One consideration is the continued exposure to heavy metals and environmental pollution that overload the immune system. On a daily basis, we battle with pesticides, herbicides, chemical fertilizers, industrial wastes, cigarette smoke, and automobile exhaust. Our air, water, and food (in particular) are full of toxic substances. There is no doubt that these toxins play a role in immune dysfunction. Even substances considered by most people as safe impair immune function. Sugar consumption in all forms (glucose, fructose, and sucrose) will impair the ability of white cells to destroy biological agents. This effect begins within a half hour of consumption and lasts for 5 hours. After 2 hours, immune function is reduced by 50% (Sanchez 1973; Bernstein 1977).
Oxidative stress plays a role in autoimmune diseases. It can be compared to a piece of metal rusting and results from the action of damaging molecules (ie, free radicals), which are a natural byproduct of the body's metabolism. The electrically charged free radicals attack healthy cells, causing them to lose their structure and function and eventually destroying them. Free radicals are not only produced by our bodies, but are also ingested from toxins and pollution in the air we breathe.

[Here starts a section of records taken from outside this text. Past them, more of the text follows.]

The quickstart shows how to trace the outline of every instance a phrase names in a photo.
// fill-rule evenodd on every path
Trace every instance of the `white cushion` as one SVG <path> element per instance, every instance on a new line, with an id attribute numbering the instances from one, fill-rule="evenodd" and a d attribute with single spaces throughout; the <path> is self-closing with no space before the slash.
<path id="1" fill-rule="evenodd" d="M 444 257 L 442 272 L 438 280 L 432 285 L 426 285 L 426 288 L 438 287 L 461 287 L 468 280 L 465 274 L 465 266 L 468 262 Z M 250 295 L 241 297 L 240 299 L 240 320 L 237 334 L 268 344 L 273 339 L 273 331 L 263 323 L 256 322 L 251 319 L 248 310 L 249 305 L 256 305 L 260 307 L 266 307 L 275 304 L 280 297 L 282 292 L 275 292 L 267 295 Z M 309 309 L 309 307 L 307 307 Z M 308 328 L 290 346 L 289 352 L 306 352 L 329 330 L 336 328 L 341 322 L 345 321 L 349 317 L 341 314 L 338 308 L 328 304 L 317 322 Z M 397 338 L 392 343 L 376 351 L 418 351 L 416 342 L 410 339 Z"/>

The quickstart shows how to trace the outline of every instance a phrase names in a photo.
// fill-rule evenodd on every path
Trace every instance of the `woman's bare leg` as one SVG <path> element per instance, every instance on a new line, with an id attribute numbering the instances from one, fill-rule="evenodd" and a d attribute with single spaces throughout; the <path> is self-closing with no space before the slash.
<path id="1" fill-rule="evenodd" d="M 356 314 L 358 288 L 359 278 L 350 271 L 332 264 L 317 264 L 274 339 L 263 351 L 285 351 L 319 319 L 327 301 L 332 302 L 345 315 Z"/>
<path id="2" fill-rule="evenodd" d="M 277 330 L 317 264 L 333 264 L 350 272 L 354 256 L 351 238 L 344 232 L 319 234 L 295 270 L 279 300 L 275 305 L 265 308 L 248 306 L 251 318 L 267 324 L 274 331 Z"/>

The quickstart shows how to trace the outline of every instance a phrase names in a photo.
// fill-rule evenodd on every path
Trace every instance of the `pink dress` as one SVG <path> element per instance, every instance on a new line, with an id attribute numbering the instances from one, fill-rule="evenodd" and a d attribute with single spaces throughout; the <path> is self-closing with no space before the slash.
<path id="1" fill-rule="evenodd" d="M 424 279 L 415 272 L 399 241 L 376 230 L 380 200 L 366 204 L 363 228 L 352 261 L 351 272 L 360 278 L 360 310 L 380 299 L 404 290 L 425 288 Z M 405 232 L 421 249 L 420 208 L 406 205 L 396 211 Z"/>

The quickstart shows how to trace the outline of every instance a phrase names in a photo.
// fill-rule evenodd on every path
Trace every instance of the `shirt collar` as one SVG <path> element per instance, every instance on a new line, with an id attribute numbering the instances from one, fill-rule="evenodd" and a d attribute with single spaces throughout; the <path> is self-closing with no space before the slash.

Chronic systemic inflammation is related to several autoimmune disorders, such as lupus, rheumatoid arthritis, Sjogren's syndrome, and fibromyalgia (see separate protocols on these topics). Inflammation can be traced to destructive cell-signaling chemicals known as cytokines, which contribute to many degenerative diseases (Brod 2000). In rheumatoid arthritis, excess levels of pro-inflammatory cytokines, such as tumor necrosis factor-alpha (TNF-α), interleukin-6 (IL-6), interleukin 1(b) (IL-1b), and/or leukotriene B4 (LTB4), are known to cause or contribute to the inflammatory syndrome that ultimately destroys joint cartilage and synovial fluid. Certain nutritional supplements and low-cost prescription medications will often lower cytokine levels and control the inflammatory state.